As for what coretemp reads, that's not what your CPU is using. That is what's known as your Voltage Range VID. From what I've read, Sandy Brdige CPUs have different VIDs. The individual CPU VID is set durning the factory testing of the CPU. Your 2600k is rated for up to 1.36 volts while mine is rated for up to 1.37 volts. Generally, the lower the VID, the better OC'ing results. The MAX VID for Sandy Bridge is between 1.38-1.39. Here's a pretty good forum post I found concerning Sandy Bridge VID-

http://www.overclock.net/t/978822/the-truth-about-sandy-bridge-vid-voltage-range


----------



## Jack1n (Jan 20, 2013)

Leave core voltage at auto,set PPL voltage to 1.65,leave multi at auto and put turbo clock for all cores at 44.


----------



## ruff0r (Jan 20, 2013)

BarbaricSoul said:


> So your CPU get whatever voltage you set in the BIOs? I've never heard of a motherboard that has absolutely no VDrop. Wikipedia has a pretty good explaination of what VDrop really is-



That is not what i am trying to say. What i am trying to say is that my board Vdrop is around 0.010-0.015V even with High Load-line calibration settings. 
1.225V in Bios results in 1.216V as you saw on the screenshot but it means that 4.2ghz is running with 1.215V Stable.

edit: Actually let me check in bios one sec.


----------



## BarbaricSoul (Jan 20, 2013)

ruff0r said:


> That is not what i am trying to say. What i am trying to say is that my board Vdrop is around 0.010-0.015V even with High Load-line calibration settings.
> 1.225V in Bios results in 1.216V as you saw on the screenshot but it means that 4.2ghz is running with 1.215V Stable.



Oh ok, I missunderstood you.

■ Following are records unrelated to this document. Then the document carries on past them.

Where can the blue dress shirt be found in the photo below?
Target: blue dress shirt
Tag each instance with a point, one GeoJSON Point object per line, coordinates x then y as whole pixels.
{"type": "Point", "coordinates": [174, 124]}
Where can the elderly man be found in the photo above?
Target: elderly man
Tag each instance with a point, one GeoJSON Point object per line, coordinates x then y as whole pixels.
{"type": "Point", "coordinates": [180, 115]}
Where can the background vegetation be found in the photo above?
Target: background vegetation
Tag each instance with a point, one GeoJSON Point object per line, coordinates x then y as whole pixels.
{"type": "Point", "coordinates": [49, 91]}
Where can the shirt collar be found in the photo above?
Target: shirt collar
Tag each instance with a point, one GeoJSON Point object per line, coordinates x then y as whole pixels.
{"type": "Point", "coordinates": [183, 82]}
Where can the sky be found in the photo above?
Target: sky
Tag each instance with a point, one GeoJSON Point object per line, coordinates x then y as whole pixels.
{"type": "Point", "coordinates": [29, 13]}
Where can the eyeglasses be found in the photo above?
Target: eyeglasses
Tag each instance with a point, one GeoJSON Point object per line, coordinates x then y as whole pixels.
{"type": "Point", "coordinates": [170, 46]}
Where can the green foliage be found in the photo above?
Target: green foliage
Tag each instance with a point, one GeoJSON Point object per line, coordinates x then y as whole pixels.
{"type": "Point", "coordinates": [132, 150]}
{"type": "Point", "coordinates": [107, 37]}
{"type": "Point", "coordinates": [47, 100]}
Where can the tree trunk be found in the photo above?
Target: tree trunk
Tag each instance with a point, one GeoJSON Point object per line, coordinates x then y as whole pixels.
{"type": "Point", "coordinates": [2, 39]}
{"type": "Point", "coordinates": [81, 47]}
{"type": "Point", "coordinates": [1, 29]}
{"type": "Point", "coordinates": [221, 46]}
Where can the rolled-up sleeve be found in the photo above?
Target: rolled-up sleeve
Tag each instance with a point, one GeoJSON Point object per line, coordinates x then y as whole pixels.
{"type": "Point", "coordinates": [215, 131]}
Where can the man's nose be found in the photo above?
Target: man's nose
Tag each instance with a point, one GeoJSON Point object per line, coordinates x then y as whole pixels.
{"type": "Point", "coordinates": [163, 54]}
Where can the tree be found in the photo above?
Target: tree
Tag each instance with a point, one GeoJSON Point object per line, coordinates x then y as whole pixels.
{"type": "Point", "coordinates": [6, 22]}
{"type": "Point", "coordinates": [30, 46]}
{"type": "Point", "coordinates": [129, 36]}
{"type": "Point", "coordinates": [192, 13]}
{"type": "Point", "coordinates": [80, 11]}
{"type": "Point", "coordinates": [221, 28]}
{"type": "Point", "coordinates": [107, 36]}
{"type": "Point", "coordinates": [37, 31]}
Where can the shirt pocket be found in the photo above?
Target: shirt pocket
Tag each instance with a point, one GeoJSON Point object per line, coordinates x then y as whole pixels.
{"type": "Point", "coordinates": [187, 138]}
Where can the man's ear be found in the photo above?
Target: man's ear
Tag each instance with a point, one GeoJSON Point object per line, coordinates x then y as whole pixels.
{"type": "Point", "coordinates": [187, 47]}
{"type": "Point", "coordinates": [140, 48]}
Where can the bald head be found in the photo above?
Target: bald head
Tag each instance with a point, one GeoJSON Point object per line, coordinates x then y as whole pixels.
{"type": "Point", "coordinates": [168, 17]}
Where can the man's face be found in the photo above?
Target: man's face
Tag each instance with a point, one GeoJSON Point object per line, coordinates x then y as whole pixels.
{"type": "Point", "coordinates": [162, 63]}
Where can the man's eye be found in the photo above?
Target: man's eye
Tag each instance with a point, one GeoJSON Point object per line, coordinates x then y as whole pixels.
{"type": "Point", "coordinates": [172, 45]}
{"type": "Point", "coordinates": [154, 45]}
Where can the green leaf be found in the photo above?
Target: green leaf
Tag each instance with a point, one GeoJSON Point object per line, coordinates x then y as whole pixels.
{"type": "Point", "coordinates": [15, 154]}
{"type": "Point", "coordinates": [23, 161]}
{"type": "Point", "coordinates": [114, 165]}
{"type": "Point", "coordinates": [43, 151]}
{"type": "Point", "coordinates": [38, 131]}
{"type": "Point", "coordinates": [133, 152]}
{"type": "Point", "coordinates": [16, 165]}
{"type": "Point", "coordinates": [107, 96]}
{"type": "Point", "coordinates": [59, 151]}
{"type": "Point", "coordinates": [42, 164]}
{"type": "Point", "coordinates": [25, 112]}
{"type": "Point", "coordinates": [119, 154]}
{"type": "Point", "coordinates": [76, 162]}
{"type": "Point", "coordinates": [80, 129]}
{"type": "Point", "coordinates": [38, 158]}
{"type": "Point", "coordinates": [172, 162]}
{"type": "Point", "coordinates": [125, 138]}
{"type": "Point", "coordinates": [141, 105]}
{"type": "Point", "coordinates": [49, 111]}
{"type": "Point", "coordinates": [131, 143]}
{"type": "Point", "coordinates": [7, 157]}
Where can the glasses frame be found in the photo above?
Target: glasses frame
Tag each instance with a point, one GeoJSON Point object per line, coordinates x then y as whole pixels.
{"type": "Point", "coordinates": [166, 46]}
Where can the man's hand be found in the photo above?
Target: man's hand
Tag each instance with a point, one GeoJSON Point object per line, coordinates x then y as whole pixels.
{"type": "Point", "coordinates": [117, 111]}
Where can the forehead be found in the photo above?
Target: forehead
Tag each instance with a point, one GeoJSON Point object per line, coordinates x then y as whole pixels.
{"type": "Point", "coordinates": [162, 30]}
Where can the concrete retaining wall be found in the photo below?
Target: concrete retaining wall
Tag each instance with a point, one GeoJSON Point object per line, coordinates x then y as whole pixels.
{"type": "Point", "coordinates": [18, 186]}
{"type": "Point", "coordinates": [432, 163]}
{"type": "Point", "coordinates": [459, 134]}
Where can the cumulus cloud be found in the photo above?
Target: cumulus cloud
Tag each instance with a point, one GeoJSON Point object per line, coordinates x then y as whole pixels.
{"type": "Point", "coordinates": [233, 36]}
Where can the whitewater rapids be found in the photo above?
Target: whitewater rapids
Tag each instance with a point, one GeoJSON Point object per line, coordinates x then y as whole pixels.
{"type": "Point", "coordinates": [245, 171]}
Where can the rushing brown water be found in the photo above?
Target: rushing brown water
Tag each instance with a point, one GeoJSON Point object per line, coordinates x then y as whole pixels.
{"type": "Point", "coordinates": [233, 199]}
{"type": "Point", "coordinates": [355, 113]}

That is pretty good VDrop you have. I'm actually set at 1.26 in MSI Control Center and showing 1.24 in CPUZ, so I have a .02 VDrop on my board.

Also, I was wrong with what my 750 board got. It had .038 vdrop, not .38 vdrop.


----------



## ruff0r (Jan 20, 2013)

BarbaricSoul said:


> Oh ok, I missunderstood you. That is pretty good VDrop you have. I'm actually set at 1.26 in MSI Control Center and showing 1.24 in CPUZ, so I have a .02 VDrop on my board.
> 
> Also, I was wrong with what my 750 board got. It had .038 vdrop, not .38 vdrop.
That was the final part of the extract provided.